Hot on the heels of Prime Minister Scott Morrison’s announcement that his powerful COVID-19 commission — stacked with high-profile CEOs — would operate with more secrecy, someone appears to be leaking sensitive information.
The Sydney Morning Herald has got hold of a leaked copy of a presentation of the final report by the commission’s manufacturing taskforce. It urges the government to underwrite a dramatic expansion of the gas industry through tax subsidies and financial support for new projects.
We should be surprised — but of course we’re not.
Another leak in May revealed the taskforce was going to call for the country’s economic recovery to be “gas-led”. It was met with criticism for failing to mention climate change and the financial risk of investing in fossil fuel if emissions were cut.
The commission’s obsession with gas as the main driver of an economic recovery is concerning from a climate perspective, as Tony Wood of the Grattan Institute said in the SMH. But it also (again) raises serious questions about a conflict of interest at the hand-picked and highly secretive commission, which the SMH failed to address.
The manufacturing taskforce is headed by former Dow Chemical boss Andrew Liveris, who is on the board of Saudi Arabian Oil Company (Saudi Aramco) and oil and gas consultancy Worley.
Liveris has long spruiked the idea of using gas to stimulate the manufacturing sector. As Rick Wilkinson, head of consulting at energy advisory firm EnergyQuest, has told Crikey, Worley potentially stands to gain from new gas projects across the country.
Then there is the commission itself, predominantly made up of company directors who remain on high-powered corporate boards. None are required to publicly reveal any declared conflicts of interest.
Its head, former Fortescue Metal boss Nev Power, remains on the board of gas company Strike Energy, despite declaring he would step back from meetings due to a (glaring) potential conflict of interest.
Among the projects being spruiked in the leaked report is Santos’ controversial $3.6bn Narrabri gas project proposed in New South Wales.
As Crikey has pointed out, Santos is the country’s second-biggest fossil fuel industry political donor after Clive Palmer; it gave more than $1 million to the Coalition in the past decade. This was also left off the SMH‘s report.

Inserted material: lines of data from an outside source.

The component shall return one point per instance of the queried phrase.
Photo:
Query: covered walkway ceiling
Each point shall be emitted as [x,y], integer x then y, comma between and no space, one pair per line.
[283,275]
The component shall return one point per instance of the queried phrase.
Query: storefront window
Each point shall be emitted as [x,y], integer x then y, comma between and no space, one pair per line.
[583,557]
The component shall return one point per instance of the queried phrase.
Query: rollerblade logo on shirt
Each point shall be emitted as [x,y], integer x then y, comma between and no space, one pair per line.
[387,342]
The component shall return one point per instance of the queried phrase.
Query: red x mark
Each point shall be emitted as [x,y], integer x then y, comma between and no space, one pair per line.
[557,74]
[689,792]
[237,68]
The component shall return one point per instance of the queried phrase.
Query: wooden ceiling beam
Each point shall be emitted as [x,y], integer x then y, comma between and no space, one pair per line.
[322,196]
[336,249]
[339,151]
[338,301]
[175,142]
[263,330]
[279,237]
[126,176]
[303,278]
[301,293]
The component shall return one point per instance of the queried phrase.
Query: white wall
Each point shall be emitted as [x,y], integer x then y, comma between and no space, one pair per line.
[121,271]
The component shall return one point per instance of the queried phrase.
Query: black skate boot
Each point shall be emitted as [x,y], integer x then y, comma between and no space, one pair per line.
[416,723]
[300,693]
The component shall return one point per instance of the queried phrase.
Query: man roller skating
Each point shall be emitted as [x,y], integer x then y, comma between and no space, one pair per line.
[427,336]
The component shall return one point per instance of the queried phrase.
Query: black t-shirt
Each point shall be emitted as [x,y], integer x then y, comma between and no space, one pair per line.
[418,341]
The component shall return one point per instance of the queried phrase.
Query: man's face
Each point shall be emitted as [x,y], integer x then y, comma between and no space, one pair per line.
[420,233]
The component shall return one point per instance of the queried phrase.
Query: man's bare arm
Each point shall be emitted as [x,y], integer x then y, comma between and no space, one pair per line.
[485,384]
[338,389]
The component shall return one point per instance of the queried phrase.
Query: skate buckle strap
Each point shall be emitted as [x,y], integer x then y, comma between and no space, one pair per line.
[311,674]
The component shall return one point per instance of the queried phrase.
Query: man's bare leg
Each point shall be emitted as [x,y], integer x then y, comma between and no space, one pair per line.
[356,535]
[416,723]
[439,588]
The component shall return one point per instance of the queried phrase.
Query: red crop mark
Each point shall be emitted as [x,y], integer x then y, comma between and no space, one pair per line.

The Narrabri project received the backing of the NSW government last month, despite reports that 98% of nearly 23,000 submissions it received on the proposal opposed the project, mainly on environmental grounds. The project has been welcomed by federal Energy and Emissions Reduction Minister Angus Taylor.
Gavan McFadzean, a climate and energy manager at the Australian Conservation Foundation, said it wasn’t surprising there was so much political support for the gas industry when the gas and oil sector contributes so much to Australian political parties.
“The National COVID-19 Coordination Commission manufacturing taskforce looks more and more like a government-sanctioned gas industry lobby group,” he says.
“Our democracy is undermined when big corporations have too much influence in politics.”
Fox in the henhouse
It appears Morrison is not the only one facing questions about a hand-picked COVID-19 advisory board. Melbourne Lord Mayor Sally Capp has also copped a grilling over her appointments to the city’s unofficial economic advisory group.
One appointment in particular has sparked some interesting questions: trucking magnate Lindsay Fox, who along with being a captain of industry, was also a donor to Capp’s lord mayoral campaign.
As the Herald Sun reports, Deputy Lord Mayor Arron Wood raised this at the council meeting last night.
“I’m not in any way talking down the high calibre of people that the lord mayor is canvassing with — they are absolutely amazing,” he said.
“But governance is critical … Lindsay Fox is amazing, but he’s also a donor to the lord mayor’s campaign. These things actually matter … and it’s worrying in an election year.”
Crikey asked the lord mayor whether Fox’s appointment created a potential conflict of interest.
In a statement she said Fox was “one of a number people who are voluntary, unpaid members of the Bringing Melbourne Back Better Advisory Board”.
“Any initiatives that are put forward for implementation and require Council resources will go through the proper process with the usual scrutiny,” she said.
Council chief executive Justin Hanney told the meeting the advisory group was not being resourced by the council.
“It’s not a board, it’s an advisory group,” he said.